In the two years that first-year Johns Hopkins doctoral student Julie Lade lived on Essex Street, she said, she would circle the packed streets of the neighborhood for as much as an hour some evenings looking for a parking spot.
That stopped when Lade, 25, moved just a few blocks away to the 800 block of S. Port St., within Area 43, and secured a parking permit.
"I've saved like an hour a night," Lade said.
But after the council vote early this month, she said, permit signs were removed. That night, she looked for parking for 40 minutes before settling for a spot on Boston Street — where the sign said she had to be out by 7 a.m.
"I'm not so sure if this was a good vote on behalf of the City Council," Lade wrote in an email.
She had paid the city $60 for her permit and a pass for visitors, she said. If the system was going to be only temporary, she wrote, it was "a complete waste of everyone's time."
Adam Spain, who lives on South Bouldin Street but works near Lade's home at the tech company Millennial Media, said permit parking makes it more difficult for his friends to find spaces when they visit.
"That's why going to Fed Hill is such a pain, because of all the different permit spots," he said.
Spain said he approves instead of the city's efforts to replace parallel parking with angled parking.
James said the city is "actively installing" angled spots in Canton "wherever possible," which she said will add hundreds of new spaces.
Officials also are working with the car-sharing company ZipCar to expand the neighborhood's current two-car fleet, seeking to expand Circulator bus routes and considering adding parking meters in commercial areas, James said.

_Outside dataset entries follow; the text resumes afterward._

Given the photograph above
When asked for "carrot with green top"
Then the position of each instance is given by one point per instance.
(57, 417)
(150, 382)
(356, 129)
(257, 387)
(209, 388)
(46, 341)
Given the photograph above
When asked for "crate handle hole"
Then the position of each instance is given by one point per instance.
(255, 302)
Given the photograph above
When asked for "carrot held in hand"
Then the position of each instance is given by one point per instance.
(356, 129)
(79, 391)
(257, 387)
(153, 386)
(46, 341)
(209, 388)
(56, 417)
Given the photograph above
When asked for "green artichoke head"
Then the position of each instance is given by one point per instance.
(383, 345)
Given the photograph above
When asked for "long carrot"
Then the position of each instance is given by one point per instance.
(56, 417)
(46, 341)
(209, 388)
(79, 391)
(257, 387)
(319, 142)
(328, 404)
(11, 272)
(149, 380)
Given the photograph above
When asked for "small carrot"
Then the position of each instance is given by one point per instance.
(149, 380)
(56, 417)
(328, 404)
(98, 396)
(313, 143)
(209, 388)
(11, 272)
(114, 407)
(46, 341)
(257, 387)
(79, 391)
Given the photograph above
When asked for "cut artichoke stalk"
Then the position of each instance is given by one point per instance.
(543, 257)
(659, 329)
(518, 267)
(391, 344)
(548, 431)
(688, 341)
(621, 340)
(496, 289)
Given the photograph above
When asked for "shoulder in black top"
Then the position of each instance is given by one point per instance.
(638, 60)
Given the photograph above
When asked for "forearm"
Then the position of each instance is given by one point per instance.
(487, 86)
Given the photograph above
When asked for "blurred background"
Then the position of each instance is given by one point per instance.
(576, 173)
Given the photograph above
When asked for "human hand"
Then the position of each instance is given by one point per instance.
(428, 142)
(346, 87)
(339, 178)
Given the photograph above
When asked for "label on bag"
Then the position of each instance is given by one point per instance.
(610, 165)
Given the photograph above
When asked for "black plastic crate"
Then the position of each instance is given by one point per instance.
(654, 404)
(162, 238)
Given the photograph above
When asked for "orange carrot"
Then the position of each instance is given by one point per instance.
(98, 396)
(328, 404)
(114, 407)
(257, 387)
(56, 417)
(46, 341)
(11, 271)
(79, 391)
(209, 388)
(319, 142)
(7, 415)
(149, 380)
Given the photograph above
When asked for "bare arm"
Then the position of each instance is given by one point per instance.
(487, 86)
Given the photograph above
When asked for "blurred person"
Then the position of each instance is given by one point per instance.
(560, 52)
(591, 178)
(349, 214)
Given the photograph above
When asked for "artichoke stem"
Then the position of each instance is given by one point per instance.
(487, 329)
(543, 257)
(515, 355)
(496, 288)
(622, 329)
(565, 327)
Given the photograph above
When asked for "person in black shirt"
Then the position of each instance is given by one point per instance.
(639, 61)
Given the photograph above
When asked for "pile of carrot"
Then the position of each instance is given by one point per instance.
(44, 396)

Officials are beginning to talk with residents, business owners and the transportation department about adding "bicycle parking."
Hiroyuki Iseki, a research faculty member at the National Center for Smart Growth Research & Education at the University of Maryland, College Park, said public transit options, such as Baltimore's proposed east-west light rail Red Line, will be critical in the process.
Iseki said neighborhoods should work with the city to establish rapid bus services and install more bike lanes, and urge local employers to give employees incentives to choose those options.
"Providing the good public transportation certainly substitutes the car trips," he said.
All efforts to address the parking problem are appreciated, said Jurkiewicz, of the Canton Community Association. But what residents really want is not in the works: a garage.
"We've been asking, pleading, begging the city for a parking garage somewhere between O'Donnell Street and the Can Co., but there are two problems," Jurkiewicz said. "There's no money and no real property to build it on."
One site residents have suggested as a potential garage site is the Safeway parking lot on Boston Street.
A Safeway spokesman said the company is looking at redeveloping the site — the entire site, not just the parking lot — now that the economy has rebounded a bit. But nothing has been decided.
"We've been very happy to see the community grow over the years, but now it presents these types of issues," spokesman Greg TenEyck said. "In recent months, I know it's been something that we've been taking a look at actively."